History and Politics
Michael said:
Is making your business more efficient and firing the unneeded labor 'fcuking over the worker'?
Your question is entirely political and ignores history.
In Seattle, for instance, the stevedores moved to unionize because they needed to protect their very lives. Bosses expected ships to be loaded with timber in such a manner that many workers were injured and maimed, and the ownership's response was, simply, to cut those people loose. Coal ships suffered dust explosions on a regular basis. It cut profits too much to load ships safely.
Conditions like these at ports around the country demanded some sort of response.
PJ refers to history. You refer to a political argument.
The historical reality is that government gets complicated because of corruption. It is easy enough to rail against that corruption when it is found in government, but it's somehow violative to complain when it's the company bosses? How does that work?
You'll find in Marx's footnotes for
Capital an event reported from Scotland in which a terrible train accident occurred because the brakeman completely screwed up. Then again, he had been on shift for over twenty-nine hours when he made the fatal mistake.
Children working dangerous, maiming jobs in mining operations? Women in matchstick factories sealing the matches by licking the tips?
Workplace safety regulations exist because they are needed.
And while it is true that unions could be a little more flexible about various aspects of reality, they've spent the last thirty years taking the brunt of people's outrage, making all sorts of concessions, and in the end it is still somehow wrong to expect company bosses, owners, and investors to act in good faith. Unions have no reason to expect that concessions will be met in good faith.

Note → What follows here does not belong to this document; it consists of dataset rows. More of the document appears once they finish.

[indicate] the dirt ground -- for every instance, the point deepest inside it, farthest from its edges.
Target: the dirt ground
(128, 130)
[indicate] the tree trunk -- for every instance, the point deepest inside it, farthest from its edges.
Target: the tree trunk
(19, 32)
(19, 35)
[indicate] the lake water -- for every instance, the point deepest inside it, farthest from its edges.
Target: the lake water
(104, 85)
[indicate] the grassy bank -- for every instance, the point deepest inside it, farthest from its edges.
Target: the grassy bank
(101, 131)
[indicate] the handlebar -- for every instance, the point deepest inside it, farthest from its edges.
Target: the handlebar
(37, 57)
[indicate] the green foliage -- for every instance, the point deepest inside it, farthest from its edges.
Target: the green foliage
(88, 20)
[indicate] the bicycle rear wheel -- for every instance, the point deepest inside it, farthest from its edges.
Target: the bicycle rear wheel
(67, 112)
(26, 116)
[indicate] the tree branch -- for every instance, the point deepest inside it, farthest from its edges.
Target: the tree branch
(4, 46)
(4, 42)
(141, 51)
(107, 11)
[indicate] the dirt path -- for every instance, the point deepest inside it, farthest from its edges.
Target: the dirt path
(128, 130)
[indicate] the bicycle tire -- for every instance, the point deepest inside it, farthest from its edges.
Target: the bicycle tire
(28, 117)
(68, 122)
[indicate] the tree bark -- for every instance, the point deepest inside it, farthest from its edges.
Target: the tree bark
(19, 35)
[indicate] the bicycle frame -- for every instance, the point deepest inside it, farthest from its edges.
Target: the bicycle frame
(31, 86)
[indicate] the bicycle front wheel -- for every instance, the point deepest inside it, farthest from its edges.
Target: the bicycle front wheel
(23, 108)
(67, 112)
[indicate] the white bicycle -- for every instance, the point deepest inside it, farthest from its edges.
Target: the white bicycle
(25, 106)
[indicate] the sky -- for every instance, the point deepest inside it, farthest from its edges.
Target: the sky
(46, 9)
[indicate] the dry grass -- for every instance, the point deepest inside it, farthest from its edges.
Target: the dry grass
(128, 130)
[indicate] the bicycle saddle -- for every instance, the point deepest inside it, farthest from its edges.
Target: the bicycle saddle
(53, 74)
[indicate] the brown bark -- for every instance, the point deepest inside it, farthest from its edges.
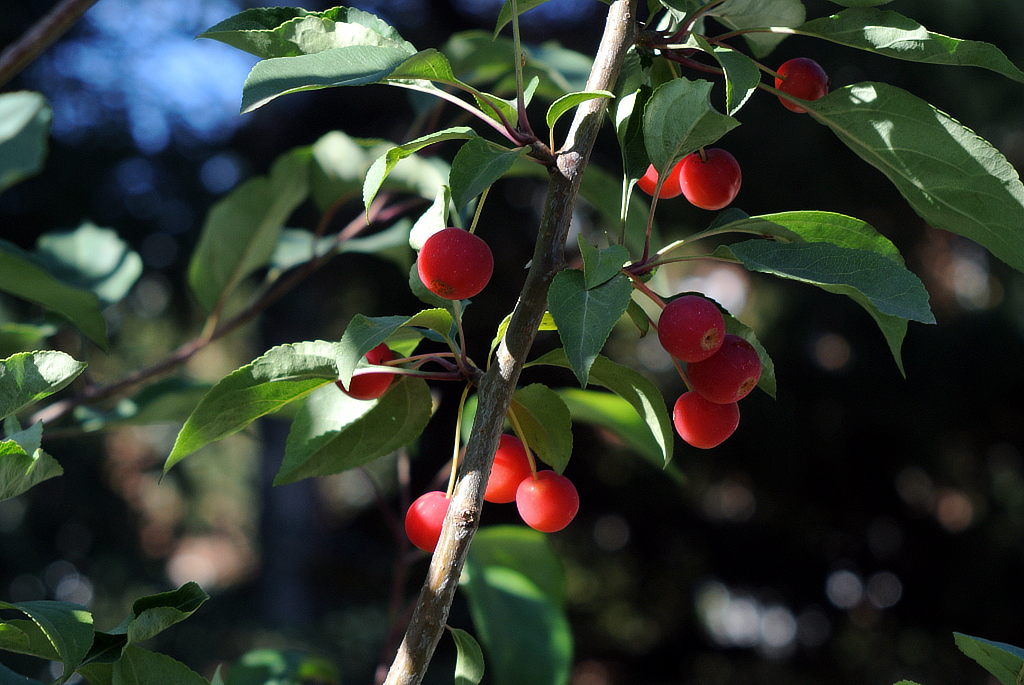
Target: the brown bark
(496, 390)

In the Hostess case? We're talking about a company that has been dancing around bankruptcy for over a decade, yet still found the money to give executives all sorts of raises.
Think of it this way: While union membership has plummeted in recent decades, real wages have also stayed flat. Yet if the unions are achieving benefit increases for their workers, we must acknowledge the point that in order to keep a flat average, non-union workers must be losing ground. And that is how the wider model works. In order to stay competitive, a company must work to pay its labor force less. This is the model that executives and investors have built.
In the end, though, I don't know any American who would agree to the labor conditions Twinkies would be made under if Grupo Bimbo bought up Hostess and took the operation south. And I know damn well that no American worker would accept for themselves, or aspire for their children, the conditions that make Foxconn attractive to Apple.
Our commercial marketplace has carried on this fight for centuries, now, and it's always the same argument.
Meanwhile, I haven't eaten Wonder bread for years. As a kid I ate this mass-produced stuff called Home Pride. These days, I eat sourdough from local manufacturers. Two hundred fifty jobs in Seattle are lost? That's a shame, but aside from that, the loss of Hostess doesn't really mean much to me; I haven't used their products in years.
Indeed, I would suggest, looking around at the people I know, that Hostess suffers to some degree from the same malaise that hit Detroit; the products don't have as wide of appeal, and the company hasn't adapted. Once upon a time, people ate a lot of Wonder bread. And, once upon a time, people bought a ludicrous number of Dodge Aries K automobiles.